Part III: Code-Switching for Chatbots — Beyond “Clinical Speak” and using African American English Dialect
- Alex Shohet

- Dec 22, 2025
- 3 min read
The biggest way AI fumbles the bag in mental health isn't what it says. It’s the vibes.
If an AI talks like a textbook or a Boomer trying to be helpful, users are gonna ghost it. This is a massive L for communities who already know that the system is sus and doesn't actually care about them.

Language isn't just aesthetic. Language is the key to the server.
Why "Professional" Language is Cringe
In a clinic, doctors choose words to avoid getting sued. But in the real world? That "HR voice" feels cold, patronizing, and gives major "Fed" energy.
Phrases like:
“I’m sorry you’re experiencing distress”
“That sounds very challenging”
“I encourage you to seek professional support”
...don't land as helpful. They land as NPC dialogue.
For someone who grew up navigating the struggle, the streets, or family drama, this kind of language signals one thing: You’re an op. And trust gets completely cooked.
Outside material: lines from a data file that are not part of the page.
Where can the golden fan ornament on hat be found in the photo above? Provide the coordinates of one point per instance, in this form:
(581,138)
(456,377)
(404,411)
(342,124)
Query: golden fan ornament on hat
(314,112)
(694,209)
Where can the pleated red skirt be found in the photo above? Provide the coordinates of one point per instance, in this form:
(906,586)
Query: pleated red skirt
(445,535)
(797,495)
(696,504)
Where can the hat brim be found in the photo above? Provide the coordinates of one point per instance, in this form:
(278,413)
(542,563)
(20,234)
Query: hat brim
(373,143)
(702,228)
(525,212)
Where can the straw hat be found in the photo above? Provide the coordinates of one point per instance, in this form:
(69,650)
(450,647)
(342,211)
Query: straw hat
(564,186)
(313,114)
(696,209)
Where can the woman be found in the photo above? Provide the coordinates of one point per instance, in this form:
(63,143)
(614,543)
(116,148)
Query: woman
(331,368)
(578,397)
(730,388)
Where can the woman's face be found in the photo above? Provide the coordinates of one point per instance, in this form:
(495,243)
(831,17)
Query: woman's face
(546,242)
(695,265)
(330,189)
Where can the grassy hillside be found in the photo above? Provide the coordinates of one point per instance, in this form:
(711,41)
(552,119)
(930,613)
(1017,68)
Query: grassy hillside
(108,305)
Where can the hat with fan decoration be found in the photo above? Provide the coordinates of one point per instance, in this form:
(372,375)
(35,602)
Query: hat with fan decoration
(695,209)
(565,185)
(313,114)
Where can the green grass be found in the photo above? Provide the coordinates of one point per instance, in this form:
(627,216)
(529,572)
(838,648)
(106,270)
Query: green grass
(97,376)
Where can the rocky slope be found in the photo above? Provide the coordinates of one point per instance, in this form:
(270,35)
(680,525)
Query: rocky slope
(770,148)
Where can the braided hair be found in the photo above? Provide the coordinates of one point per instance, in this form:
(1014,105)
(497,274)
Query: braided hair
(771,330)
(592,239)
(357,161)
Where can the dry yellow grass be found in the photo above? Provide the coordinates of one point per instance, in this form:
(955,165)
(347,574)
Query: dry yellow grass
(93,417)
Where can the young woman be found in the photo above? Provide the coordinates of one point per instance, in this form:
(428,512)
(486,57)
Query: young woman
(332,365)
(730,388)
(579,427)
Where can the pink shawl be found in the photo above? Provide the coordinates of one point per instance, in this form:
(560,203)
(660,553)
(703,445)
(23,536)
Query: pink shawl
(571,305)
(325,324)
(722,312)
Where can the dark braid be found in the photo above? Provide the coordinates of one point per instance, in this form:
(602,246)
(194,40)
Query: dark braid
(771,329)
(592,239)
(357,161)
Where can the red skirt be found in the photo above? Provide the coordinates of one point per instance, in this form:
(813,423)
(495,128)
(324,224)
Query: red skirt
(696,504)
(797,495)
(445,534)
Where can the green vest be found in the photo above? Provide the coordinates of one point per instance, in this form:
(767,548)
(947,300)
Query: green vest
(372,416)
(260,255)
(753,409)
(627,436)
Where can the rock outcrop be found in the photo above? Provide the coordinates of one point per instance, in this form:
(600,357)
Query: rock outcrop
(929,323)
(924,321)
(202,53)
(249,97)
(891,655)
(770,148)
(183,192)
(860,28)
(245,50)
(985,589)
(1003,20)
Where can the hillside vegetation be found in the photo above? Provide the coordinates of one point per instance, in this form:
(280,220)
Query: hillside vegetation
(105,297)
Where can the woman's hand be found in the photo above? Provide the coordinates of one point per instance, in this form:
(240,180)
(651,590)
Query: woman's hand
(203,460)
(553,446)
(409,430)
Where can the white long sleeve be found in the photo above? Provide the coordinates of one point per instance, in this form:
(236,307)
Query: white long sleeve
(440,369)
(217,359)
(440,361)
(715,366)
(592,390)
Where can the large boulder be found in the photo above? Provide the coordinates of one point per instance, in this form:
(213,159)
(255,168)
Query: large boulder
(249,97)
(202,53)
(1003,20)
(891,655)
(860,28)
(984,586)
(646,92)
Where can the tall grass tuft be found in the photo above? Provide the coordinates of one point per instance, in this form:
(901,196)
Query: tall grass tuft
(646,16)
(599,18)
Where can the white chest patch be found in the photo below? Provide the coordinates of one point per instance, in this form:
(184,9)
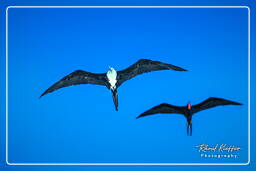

Code-Switching Isn't Being a "Pick-Me"
Humans code-switch naturally. You talk differently to the homies, your mom, and your boss. AI doesn't—unless we teach it to read the room.
Code-switching in AI isn't about using slang just to try and have rizz. It’s about:
Understanding the vibe.
Peeping the power dynamics.
Not saying things that make people spiral.
An AI that only speaks "Corporate Safe-Talk" is gonna leave the people who need it most on read.
Lived Experience is the Cheat Code
You can't fake this with a policy document. Systems trained on "polite," academic data are just reflecting the worldview of the people in charge—not the community.
This is why Alex Shohet is crucial. He’s lived through addiction and recovery; he knows when the chat is becoming toxic versus when it’s safe. Clinicians like Dr. Jay Watts understands how using African American English Dialect how words hit—especially when someone is down bad.
Without them, AI safety is just theory-crafting. With them, it’s based.
The Problem of "Gatekept Language"
Most LLMs are trained on:
Educated
Middle-class
"Karen-approved" text.
That creates massive blind spots. Street talk, dark humor, deflection, and bravado get misread as "hostility" or "non-compliance".
The result?
The bot starts clutching its pearls.
It tries to moralize (preach).
It shuts down the chat prematurely.
It tries to call the cops when nobody is in danger.
To the user, this doesn't feel like safety. It feels like surveillance.
Stigma Can Be "Concern Trolling"
Stigma doesn't always sound mean. Sometimes it sounds "concerned." An AI can be stigmatizing by:
Treating a relapse like a Skill Issue.
Treating slang like a threat.
Treating hesitation like denial.
These aren't edge cases. They are everyday behaviors. Teaching AI to stop being judgmental means training it to understand the context, not just the text.
Building the Dataset (The Grind)
This is the unglamorous part—but it’s how we secure the bag. Trustworthy AI needs datasets that include:
Different dialects.
Real idioms.
Actual slang.
The way people actually tell stories (non-linear).
We aren't trying to normalize harm—we're trying to recognize the fam. Without this, AI will look good in the demo but be trash in real life.
The Goal Isn't Clout. It’s Credibility.
The point isn't to make the AI sound trendy or "street". The point is to make it sound real enough that someone doesn't rage quit.
If AI is going to be there when someone is panicking or feeling shame, it has to earn the right to stay in the chat.
What This Means for AI Safety
Safety isn't just about refusing to answer. It’s about whether the user keeps typing.
An AI that only speaks "Corporate" will systematically abandon the people who are already on the margins. If we want AI to actually be a safety net, it has to learn to code-switch—not to be deceptive, but to actually connect.
Because when things get real, people don't need perfect grammar. They need language that passes the vibe check.